According to the American Cancer Society, breast cancer is the foremost form of cancer developed by women, except for skin cancer. An estimated 207,090 women were diagnosed with breast cancer and approximately 39,840 died of the disease in 2010. Current statistics estimate that a woman's chance of developing the disease is slightly less than one in eight women. Mammography catches about 85 percent of breast cancers in women with normal breast tissue but only 60 percent in women with dense breast tissue. Instead of relaying information about the structure or anatomy as mammography and ultrasound imaging do, BSGI informs clinicians about functions of the breast tissues, specifically changes in tumor tissues that could be essential to appropriate treatment planning, whether for biopsy, lumpectomy or cancer therapy.
BSGI, also known as molecular breast imaging, is most valuable for women who have an unresolved diagnostic concerns after mammography. These are often labeled as BIRADS 0 mammograms according to the Breast Imaging Reporting and Data System. Breast cancer patients receive a score that assesses cancer in the range of one to six, the latter being confirmed malignancy. BIRADS 0 means that there is insufficient information and further evaluation is necessary, whether the patient has dense breasts, had negative results during a mammogram but nipple discharge, or has a family history of breast cancer.
For this study, 119 patients from four medical centers scheduled for BSGI evaluation were added to a registry, and results of their routine exams were collected for analysis. Results of both routine BSGI and ultrasound imaging were collected and compared for their ability to provide additional information about the case and change breast cancer patient management. Of the 119 subjects, 102 lesions were benign, 25 were malignant and 2 were labeled as high-risk for cancer. BSGI changed the diagnosis for 109 participants compared to ultrasound, which changed patient management in 71 cases.
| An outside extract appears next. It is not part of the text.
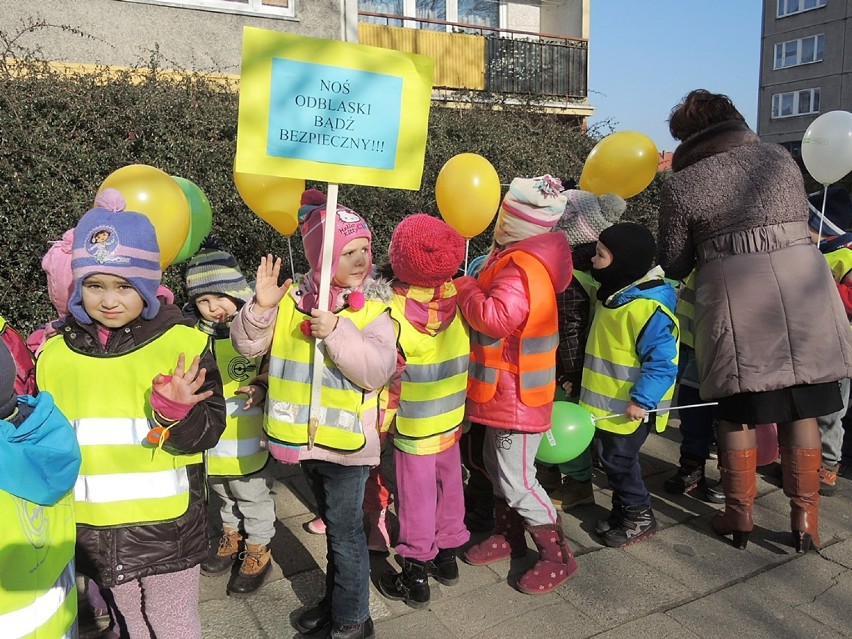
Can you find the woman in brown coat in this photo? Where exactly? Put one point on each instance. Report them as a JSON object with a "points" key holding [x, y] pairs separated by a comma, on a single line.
{"points": [[771, 335]]}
BSGI offered greater sensitivity for detecting breast cancer (100 percent versus 77 percent with ultrasound) and greater specificity, being negative in benign cases (82 percent versus 52 percent of cases with ultrasound).
Molecular breast imaging is continually expanding. If future studies also prove that BSGI imaging is clinically useful for patient management and the cost of technology and radiation dose are reduced with technological advancements, BSGI could potentially become an accepted imaging technique for initial cancer screening. Until then, BSGI is an effective tool for providing clinicians with additional information about complex breast cancer cases and could potentially improve cancer outcomes for women.